I found myself on a wide, quiet, shady street lined with slightly upscale, post-war ranch-style homes, similar to other neighborhoods of the same vintage around town. As I went deeper in the properties began to encroach on the foothills and odder, more iconoclastic homes took over. There was an occasional newer home here and there, but the neighborhood was mostly unchanged for the last 60 years. Street after street, block after block I explored avenue after avenue until they stopped at Colorado Springs' crown jewel, the Garden of the Gods Park, with its soaring sandstone formations.

I knew there were some homes in this area, which I assumed was called "Pleasant Valley" because of the name of a church by the turn I never took...I had seen some streets on the map; but the lines never meant anything to me, because I had never been there and never needed to be there. It was a much, much larger area than I had expected.

Eventually I turned around and headed home, where I opened up the laptop and looked at the street map. The first thing that struck me was that the street that kept changing names was a snake among the grid of streets that came later. In fact, for a good portion of its length it is called "Manitou Boulevard" because this was obviously the old road from Colorado Springs to Manitou Springs back before they grew to abut each other.

And then I looked at the "Pleasant Valley" neighborhood and I could picture the area in my mind. The lines on the map now meant something to me.

After dinner I took my wife and mother-in-law for a drive retracing my route. They had lived here for almost 60 years. Neither had been down Manitou Boulevard, and neither had been in Pleasant Valley. I expected that it would seem much smaller driving in the car...but no...they were also both amazed at how big this "hidden" section of town was.

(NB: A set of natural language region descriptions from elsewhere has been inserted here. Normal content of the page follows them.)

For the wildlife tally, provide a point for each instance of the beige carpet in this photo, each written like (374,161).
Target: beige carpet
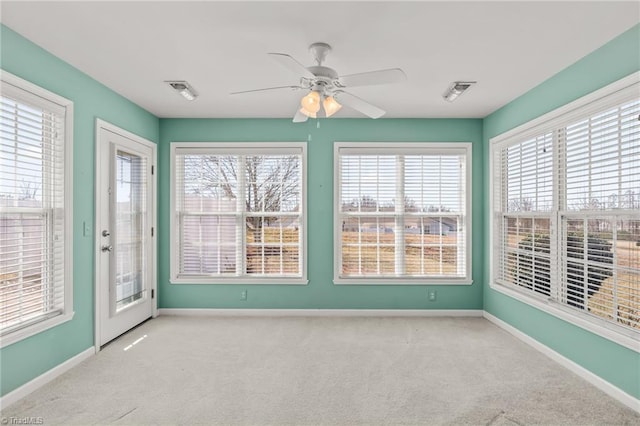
(320,371)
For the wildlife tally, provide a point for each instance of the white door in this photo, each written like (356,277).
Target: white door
(125,244)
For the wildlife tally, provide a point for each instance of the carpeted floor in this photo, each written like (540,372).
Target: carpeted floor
(320,371)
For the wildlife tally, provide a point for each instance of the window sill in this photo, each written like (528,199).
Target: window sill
(400,281)
(239,281)
(34,329)
(604,329)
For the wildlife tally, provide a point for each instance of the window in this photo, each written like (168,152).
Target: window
(35,209)
(238,213)
(566,209)
(402,213)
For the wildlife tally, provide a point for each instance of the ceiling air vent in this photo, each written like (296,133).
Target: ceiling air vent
(456,89)
(184,89)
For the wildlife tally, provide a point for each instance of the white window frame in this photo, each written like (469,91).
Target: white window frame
(609,95)
(39,94)
(231,148)
(396,148)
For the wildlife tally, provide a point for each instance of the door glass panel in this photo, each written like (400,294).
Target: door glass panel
(130,222)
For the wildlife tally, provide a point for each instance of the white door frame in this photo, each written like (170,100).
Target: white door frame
(101,124)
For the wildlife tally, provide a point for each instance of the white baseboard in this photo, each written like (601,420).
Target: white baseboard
(44,378)
(595,380)
(325,312)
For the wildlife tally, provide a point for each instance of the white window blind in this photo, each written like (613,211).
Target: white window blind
(33,213)
(567,211)
(402,213)
(239,212)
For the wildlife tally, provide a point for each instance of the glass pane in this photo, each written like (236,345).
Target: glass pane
(22,294)
(368,246)
(273,245)
(433,246)
(272,183)
(210,183)
(528,253)
(131,217)
(208,244)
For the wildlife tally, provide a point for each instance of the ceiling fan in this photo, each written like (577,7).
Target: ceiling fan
(325,86)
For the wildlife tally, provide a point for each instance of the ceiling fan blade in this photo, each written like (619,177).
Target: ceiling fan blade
(358,104)
(392,75)
(267,88)
(299,117)
(293,65)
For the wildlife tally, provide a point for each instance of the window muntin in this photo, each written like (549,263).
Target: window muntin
(239,213)
(35,209)
(421,239)
(582,248)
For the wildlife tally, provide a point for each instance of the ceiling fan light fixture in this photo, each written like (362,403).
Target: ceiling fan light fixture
(456,89)
(331,106)
(311,102)
(184,89)
(308,113)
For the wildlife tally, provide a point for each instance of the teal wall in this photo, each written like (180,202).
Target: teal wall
(320,293)
(613,61)
(27,359)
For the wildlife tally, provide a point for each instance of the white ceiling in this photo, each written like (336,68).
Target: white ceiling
(219,47)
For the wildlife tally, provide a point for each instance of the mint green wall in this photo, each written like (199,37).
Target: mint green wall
(27,359)
(613,61)
(320,293)
(31,357)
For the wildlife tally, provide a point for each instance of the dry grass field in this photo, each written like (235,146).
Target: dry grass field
(624,302)
(369,252)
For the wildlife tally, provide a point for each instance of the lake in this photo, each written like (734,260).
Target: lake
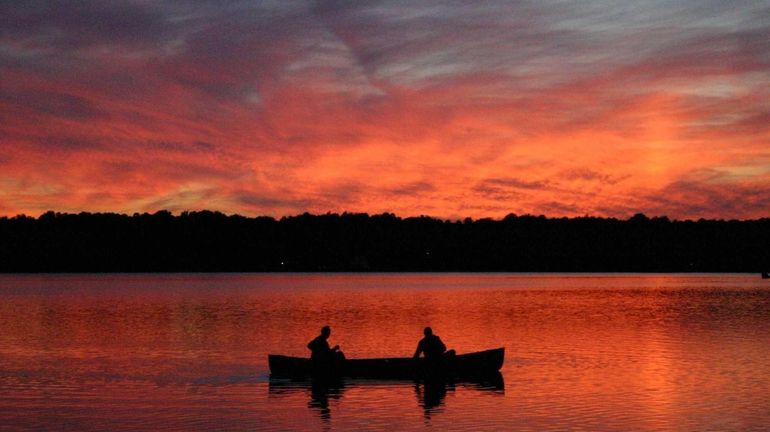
(178,352)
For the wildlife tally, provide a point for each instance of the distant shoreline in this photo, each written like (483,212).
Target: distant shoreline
(211,242)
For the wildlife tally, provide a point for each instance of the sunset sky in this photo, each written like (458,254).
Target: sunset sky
(448,109)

Unless you live in a very small town, there are places you don't drive through because there are wider, faster, more direct routes. And these places are too far to walk from where you are. But they are the perfect distance to discover by bicycle. So when you are out riding and pass a street you never take for the umpteenth time, or have become bored with a particular route you have ridden to death, move one street over, or turn down that street you've never turned down.

Adventure awaits.

base2 04-28-20 09:39 AM

Robert Frost wrote this a long, long time ago, I think it applies. (I find it's better as spoken word than read with eyeballs.)

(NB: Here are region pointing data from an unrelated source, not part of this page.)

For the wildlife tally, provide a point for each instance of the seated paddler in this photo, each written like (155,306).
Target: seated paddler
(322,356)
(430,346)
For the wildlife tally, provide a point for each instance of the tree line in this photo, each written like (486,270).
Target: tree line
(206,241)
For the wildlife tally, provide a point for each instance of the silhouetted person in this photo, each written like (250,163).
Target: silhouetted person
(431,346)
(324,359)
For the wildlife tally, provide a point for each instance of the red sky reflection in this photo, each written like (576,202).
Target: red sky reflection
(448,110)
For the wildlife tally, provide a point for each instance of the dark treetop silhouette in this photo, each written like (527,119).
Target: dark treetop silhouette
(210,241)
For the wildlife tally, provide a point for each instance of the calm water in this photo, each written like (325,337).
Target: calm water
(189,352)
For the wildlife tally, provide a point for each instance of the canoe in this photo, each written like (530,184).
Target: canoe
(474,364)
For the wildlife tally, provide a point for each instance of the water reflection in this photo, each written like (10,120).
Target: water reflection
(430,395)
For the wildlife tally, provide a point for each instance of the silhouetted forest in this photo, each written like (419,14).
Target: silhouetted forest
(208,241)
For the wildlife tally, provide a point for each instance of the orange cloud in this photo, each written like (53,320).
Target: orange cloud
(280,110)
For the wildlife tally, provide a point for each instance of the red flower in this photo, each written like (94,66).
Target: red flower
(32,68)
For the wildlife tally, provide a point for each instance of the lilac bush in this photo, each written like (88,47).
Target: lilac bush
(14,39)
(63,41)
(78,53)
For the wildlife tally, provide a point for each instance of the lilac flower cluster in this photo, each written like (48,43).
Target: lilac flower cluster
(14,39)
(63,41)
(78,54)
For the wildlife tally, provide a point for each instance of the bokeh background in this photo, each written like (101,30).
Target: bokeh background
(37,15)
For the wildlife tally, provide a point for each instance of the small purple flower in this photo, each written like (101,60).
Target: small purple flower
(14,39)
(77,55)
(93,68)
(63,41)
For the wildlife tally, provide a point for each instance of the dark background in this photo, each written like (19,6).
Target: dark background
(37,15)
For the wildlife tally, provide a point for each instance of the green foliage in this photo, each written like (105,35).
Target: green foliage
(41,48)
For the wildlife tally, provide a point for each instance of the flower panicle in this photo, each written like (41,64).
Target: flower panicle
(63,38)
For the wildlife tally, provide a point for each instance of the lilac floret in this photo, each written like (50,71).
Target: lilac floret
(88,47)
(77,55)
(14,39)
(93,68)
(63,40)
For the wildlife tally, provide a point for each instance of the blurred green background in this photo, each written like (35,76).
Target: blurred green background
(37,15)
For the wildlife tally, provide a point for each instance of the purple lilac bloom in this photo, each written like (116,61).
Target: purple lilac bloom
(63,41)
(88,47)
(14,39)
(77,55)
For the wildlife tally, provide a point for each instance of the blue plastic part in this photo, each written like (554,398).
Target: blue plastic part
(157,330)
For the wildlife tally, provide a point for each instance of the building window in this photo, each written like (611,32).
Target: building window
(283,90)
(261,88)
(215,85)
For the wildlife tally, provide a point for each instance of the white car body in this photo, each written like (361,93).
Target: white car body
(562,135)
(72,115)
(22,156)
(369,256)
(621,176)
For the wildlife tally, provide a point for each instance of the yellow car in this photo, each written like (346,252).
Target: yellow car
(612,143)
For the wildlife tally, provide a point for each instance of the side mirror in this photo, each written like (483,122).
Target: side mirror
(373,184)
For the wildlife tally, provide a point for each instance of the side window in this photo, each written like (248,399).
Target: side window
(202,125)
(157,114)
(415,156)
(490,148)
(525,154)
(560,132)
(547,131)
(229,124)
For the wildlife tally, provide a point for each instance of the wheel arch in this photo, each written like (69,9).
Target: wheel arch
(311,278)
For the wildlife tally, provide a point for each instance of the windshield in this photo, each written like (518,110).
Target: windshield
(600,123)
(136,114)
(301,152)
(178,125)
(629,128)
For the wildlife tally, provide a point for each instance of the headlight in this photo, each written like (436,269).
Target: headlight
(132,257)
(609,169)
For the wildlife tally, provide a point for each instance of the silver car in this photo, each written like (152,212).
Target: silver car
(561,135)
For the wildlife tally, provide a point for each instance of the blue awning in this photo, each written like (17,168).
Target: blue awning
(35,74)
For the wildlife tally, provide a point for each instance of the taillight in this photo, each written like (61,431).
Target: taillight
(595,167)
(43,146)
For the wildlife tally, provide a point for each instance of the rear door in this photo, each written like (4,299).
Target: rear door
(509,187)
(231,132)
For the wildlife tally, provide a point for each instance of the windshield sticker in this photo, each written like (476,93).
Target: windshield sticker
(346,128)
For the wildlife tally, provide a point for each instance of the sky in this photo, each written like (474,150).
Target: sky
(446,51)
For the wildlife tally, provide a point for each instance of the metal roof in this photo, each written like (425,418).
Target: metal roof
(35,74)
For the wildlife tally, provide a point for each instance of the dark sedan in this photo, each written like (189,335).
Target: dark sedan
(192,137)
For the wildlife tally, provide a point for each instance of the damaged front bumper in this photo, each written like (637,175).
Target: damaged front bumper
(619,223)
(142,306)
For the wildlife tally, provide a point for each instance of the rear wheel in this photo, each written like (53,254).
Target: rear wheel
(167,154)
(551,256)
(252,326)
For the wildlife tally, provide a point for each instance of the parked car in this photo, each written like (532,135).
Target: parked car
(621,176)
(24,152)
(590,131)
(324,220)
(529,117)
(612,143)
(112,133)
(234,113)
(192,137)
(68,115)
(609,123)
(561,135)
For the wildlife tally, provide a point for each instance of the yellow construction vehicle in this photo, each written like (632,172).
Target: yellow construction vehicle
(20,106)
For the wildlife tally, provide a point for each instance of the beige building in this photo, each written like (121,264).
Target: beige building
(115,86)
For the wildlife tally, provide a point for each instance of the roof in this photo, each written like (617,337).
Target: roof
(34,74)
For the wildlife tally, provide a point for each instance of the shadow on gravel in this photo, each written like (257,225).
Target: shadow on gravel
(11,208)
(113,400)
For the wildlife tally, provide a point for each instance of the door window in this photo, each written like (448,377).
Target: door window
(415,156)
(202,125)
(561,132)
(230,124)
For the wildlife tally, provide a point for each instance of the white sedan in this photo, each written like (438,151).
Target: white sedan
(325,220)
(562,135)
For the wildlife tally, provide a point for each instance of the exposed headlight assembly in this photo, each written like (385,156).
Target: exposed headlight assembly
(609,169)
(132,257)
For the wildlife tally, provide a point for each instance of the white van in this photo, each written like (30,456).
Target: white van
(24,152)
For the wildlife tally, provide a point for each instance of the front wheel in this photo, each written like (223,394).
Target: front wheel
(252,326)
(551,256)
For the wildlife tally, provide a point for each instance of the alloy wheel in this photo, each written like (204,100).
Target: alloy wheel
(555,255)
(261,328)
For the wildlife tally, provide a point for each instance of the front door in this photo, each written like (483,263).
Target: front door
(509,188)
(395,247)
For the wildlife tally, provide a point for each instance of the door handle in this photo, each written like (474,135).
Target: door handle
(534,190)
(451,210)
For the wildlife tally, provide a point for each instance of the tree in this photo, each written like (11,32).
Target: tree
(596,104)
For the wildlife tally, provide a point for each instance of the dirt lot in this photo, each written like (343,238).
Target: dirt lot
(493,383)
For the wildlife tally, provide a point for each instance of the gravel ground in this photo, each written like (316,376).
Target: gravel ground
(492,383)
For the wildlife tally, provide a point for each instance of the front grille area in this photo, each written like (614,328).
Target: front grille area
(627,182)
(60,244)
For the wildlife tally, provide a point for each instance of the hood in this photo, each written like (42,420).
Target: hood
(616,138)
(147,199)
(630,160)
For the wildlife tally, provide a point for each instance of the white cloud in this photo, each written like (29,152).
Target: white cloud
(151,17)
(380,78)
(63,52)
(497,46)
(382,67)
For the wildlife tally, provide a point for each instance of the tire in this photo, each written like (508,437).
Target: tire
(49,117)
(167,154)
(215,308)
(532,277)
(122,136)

Two roads diverged in a yellow wood,
And sorry I could not travel both
And be one traveler, long I stood
And looked down one as far as I could
To where it bent in the undergrowth;

Then took the other, as just as fair,
And having perhaps the better claim,
Because it was grassy and wanted wear;
Though as for that the passing there
Had worn them really about the same,

And both that morning equally lay
In leaves no step had trodden black.
Oh, I kept the first for another day!
Yet knowing how way leads on to way,
I doubted if I should ever come back.

I shall be telling this with a sigh
Somewhere ages and ages hence:
Two roads diverged in a wood, and I—
I took the one less traveled by,
And that has made all the difference.